Le dimanche 8 août, elle va à Saint-Mandé. «Je vous regrettais bien pendant que je me promenais toute seule, derrière toute la bande qui pataugeait et faisait retentir, de ses cris et de ses rires, tous les échos d'alentour, écrit-elle. Le ciel était sombre et orageux. Le château, qui est si pittoresque, se détachait éclairé par un dernier rayon de soleil et ce tableau était si magnifique que je ne comprenais pas que, dans nos six mois de bonheur, nous ne soyons jamais venus à Vincennes. Certes, cela ne ressemble guère à Praslin, mais l'aspect général du terrain me rappelait mon cher paradis. Nous irons là au printemps. C'est là ma première pensée dès que je vois quelque chose qui me plaît. Si de quelque manière je n'y rattachais pas votre pensée, si je n'avais pas le vague espoir d'en jouir ainsi avec vous, rien ne me plairait.» Aux conseils que demande Praslin pour l'éducation de ses enfants, elle répond en lui traçant un plan. «Les trois petites au couvent, les deux grandes sous la protection d'une sorte de dame de compagnie pour les accompagner, c'est ce que vous avez de mieux à faire.
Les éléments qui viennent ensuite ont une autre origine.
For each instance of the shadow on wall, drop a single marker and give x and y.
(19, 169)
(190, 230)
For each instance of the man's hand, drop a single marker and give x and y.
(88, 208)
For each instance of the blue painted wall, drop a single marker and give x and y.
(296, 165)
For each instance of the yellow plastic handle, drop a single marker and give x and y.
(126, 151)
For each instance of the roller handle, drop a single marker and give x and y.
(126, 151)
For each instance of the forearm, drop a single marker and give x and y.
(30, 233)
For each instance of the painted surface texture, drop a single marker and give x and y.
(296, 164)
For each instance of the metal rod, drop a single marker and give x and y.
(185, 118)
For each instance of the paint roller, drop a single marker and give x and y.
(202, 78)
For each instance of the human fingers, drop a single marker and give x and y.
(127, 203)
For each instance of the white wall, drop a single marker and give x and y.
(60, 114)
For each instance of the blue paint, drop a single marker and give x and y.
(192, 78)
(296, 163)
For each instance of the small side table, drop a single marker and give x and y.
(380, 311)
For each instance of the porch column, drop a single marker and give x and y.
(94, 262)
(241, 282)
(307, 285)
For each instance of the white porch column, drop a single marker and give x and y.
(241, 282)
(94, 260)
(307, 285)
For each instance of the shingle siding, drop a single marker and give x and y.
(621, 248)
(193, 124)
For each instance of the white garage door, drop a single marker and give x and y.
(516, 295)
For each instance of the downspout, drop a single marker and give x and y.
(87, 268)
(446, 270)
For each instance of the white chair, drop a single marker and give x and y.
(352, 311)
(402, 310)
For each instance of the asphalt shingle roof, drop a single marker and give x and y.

Vous donnez Marie à sa mère comme un os à ronger, passez-moi l'expression, et c'est une sorte d'assassinat moral.» C'est aussi l'avis de Louise. «Ce sera bien triste pour Berthe et moi d'être toutes seules, écrit-elle, mais je vous assure que nous sommes bien impatientes, toutes les deux, de voir ces pauvres enfants casés hors de la maison. Marie est encore bien gentille, mais elle serait vite gâtée et ce pauvre Bébé, que vous avez fait si spirituel, si avancé, il devient raisonneur, impérieux, ne parle que par impertinences à XXX. Avec nous, il est encore charmant, mais il se moque de XXX et de Mlle Muller. Il est indiscipliné. Hier à dîner, il s'est mis à chanter tout haut la chanson de Mme Gibou. Comme il aurait fait cela avec vous! Il nous dit quelquefois quand nous parlons de tous nos ennuis, dont il a sa part, que quant à ceci il ne se calmera jamais. Si on l'écoutait, il quitterait la salle d'études toute la journée, pour venir vous écrire dans ma chambre.»